SURAT DARI SM-3T
Sore ini, ketika saya ada di ruang sekretariat SM-3T di Gedung Gema,
pak Heru Siswanto datang. Beliau salah satu tim SM-3T. Tiga pucuk surat
dibawanya. Satu untuk saya, satu untuk pak Yoyok, satu untuk pak Heru
sendiri. Itu adalah surat dari Nanda, salah seorang peserta SM-3T yang
bertugas di Maluku Barat Daya (MBD). Kebetulan rumah Nanda di Mojokerto,
dekat dengan rumah pak Heru. Nanda berkirim surat kepada bapak ibunya
di Mojokerto, dan menitipkan tiga pucuk surat itu untuk kami bertiga.

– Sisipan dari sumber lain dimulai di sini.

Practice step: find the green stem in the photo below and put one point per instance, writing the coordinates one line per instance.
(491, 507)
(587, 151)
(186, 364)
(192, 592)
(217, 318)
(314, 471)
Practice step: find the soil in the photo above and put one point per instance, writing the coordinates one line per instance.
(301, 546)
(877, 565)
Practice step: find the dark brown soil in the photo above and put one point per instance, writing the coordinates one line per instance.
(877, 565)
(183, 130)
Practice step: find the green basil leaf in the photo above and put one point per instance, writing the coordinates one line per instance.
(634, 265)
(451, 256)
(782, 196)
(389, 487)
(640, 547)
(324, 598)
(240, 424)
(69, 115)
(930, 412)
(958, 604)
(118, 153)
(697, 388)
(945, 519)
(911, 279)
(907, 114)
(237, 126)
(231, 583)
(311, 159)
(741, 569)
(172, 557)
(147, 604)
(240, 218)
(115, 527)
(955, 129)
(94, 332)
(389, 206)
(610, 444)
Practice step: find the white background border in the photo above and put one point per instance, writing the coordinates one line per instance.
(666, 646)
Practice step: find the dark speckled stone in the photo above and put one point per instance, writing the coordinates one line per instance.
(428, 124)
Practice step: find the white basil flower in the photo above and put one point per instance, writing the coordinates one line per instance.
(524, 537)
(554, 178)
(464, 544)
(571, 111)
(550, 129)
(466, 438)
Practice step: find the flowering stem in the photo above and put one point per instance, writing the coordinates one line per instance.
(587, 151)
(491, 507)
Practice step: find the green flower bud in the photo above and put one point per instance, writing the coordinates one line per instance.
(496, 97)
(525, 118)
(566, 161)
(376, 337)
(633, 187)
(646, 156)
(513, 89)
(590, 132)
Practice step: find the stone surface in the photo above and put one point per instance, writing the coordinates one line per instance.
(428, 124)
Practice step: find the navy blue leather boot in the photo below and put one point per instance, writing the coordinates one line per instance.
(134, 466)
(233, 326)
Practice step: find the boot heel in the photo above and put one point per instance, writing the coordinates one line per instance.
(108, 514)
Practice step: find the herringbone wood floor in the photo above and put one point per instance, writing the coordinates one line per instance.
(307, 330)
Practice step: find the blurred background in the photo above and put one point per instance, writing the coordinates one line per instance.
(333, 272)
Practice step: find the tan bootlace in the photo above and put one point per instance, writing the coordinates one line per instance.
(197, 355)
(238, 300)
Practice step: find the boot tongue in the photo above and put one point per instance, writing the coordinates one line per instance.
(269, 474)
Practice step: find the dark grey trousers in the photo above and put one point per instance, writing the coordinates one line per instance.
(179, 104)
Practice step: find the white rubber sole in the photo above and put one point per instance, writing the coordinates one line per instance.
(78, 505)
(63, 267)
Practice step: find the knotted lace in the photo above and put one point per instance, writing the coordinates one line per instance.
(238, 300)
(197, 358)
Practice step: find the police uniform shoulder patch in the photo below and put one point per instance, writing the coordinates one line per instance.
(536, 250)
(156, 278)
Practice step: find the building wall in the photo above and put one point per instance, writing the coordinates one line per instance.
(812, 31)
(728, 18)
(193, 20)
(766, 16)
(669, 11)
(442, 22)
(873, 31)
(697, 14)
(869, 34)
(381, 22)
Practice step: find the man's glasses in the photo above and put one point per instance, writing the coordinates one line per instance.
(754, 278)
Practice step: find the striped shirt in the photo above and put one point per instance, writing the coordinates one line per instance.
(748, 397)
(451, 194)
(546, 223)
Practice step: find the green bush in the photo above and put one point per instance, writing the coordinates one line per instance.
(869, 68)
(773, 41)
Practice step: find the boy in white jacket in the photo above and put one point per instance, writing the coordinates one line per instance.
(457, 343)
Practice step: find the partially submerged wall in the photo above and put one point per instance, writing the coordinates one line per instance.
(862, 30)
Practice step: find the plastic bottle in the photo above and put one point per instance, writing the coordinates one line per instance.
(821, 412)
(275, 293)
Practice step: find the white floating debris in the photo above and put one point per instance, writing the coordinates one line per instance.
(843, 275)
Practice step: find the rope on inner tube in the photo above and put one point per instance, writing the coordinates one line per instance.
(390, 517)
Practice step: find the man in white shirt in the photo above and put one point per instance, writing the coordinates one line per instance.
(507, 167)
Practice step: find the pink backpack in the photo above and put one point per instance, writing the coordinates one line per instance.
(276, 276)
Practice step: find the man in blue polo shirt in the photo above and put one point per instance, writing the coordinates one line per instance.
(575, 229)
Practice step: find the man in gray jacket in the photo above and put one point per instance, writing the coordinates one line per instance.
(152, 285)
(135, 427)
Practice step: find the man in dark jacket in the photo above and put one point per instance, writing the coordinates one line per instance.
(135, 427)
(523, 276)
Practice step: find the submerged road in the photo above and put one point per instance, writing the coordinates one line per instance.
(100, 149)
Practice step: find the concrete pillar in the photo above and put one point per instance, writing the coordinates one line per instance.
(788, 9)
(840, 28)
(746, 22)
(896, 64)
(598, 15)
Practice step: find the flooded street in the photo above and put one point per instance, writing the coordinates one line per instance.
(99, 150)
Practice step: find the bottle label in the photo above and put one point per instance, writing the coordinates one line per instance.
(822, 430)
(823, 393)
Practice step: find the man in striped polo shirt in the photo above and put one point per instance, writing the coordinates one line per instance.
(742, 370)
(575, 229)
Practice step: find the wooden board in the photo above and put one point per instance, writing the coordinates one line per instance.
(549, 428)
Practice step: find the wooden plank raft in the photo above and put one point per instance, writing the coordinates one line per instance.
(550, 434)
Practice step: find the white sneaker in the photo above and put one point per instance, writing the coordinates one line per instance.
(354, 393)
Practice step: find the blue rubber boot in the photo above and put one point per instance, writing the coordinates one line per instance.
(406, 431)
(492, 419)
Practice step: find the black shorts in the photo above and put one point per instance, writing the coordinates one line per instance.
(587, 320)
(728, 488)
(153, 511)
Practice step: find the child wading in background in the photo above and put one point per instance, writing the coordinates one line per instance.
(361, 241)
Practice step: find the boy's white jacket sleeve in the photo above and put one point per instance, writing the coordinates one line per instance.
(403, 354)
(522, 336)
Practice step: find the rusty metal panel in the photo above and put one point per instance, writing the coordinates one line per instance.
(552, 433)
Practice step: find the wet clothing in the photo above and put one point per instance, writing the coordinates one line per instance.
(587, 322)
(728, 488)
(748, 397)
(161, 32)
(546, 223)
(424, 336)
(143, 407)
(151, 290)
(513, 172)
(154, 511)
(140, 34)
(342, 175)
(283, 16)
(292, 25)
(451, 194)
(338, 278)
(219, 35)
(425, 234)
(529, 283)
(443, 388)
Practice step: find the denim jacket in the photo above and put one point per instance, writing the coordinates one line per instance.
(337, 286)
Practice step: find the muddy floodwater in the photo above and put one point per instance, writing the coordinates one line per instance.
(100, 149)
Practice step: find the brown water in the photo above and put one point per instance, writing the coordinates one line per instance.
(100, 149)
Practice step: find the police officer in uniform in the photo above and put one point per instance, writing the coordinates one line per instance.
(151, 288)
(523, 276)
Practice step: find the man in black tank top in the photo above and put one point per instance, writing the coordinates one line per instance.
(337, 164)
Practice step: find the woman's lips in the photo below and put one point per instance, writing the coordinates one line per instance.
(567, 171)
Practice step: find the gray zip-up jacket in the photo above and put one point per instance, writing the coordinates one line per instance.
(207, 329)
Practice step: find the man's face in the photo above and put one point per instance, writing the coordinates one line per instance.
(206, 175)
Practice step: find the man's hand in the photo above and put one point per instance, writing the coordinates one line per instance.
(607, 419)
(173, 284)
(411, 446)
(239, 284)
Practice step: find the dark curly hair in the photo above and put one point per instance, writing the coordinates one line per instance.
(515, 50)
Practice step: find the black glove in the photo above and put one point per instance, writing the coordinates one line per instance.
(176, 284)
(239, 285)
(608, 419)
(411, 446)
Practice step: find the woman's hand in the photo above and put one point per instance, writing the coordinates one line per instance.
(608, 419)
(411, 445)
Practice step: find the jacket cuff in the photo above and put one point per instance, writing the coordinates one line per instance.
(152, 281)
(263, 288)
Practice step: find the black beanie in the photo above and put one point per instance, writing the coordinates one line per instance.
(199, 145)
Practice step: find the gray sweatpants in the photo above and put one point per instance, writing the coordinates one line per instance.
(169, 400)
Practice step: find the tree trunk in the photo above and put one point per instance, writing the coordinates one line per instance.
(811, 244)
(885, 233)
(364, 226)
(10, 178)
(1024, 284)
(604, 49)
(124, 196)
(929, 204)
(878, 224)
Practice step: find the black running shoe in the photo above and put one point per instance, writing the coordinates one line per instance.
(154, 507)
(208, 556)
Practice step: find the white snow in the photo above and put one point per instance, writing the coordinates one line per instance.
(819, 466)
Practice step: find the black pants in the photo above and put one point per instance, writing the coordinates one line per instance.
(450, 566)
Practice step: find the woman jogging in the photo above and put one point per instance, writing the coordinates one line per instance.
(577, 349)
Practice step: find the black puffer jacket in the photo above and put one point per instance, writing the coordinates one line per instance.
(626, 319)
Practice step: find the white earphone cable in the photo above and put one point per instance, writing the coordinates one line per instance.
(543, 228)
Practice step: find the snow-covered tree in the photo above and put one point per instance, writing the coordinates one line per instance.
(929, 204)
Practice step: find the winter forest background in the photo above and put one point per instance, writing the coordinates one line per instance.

Seperti seorang ibu yang sudah sangat lama menyimpan kerinduan pada
anaknya, saya langsung meraih surat yang diulurkan pak Heru,
meninggalkan pekerjaan saya mengecek data calon peserta PPG angkatan
pertama. Saya membuka amplop coklat itu dengan perasaan tidak sabar, dan
membacanya dengan seksama. Sambil membayangkan sosok itu. Nanda
Okkyanti, salah satu peserta SM-3T Unesa yang ditugaskan di Maluku Barat
Daya.
Surat itu tertanggal 2 Desember 2012. Nanda menulisnya
pada pukul 22.25 WIT. Menghayati kata demi kata yang ditulisnya dalam
surat itu, saya tidak bisa menahan haru. Huruf-hurufnya menjadi kabur
karena mata saya basah. Saya tidak tahan untuk tidak menangis. Saya
bangga pada anak-anak kami yang begitu luar biasa itu. Anak-anak muda
yang dengan sepenuh hati mengabdikan dirinya untuk anak-anak bangsa yang
sangat membutuhkan uluran tangannya. Saya tidak menangkap keluhan atau
penyesalan sedikit pun dari untaian kalimatnya, meski mereka hidup dalam
situasi yang sebelumnya tak pernah terbayangkan betapa sulitnya.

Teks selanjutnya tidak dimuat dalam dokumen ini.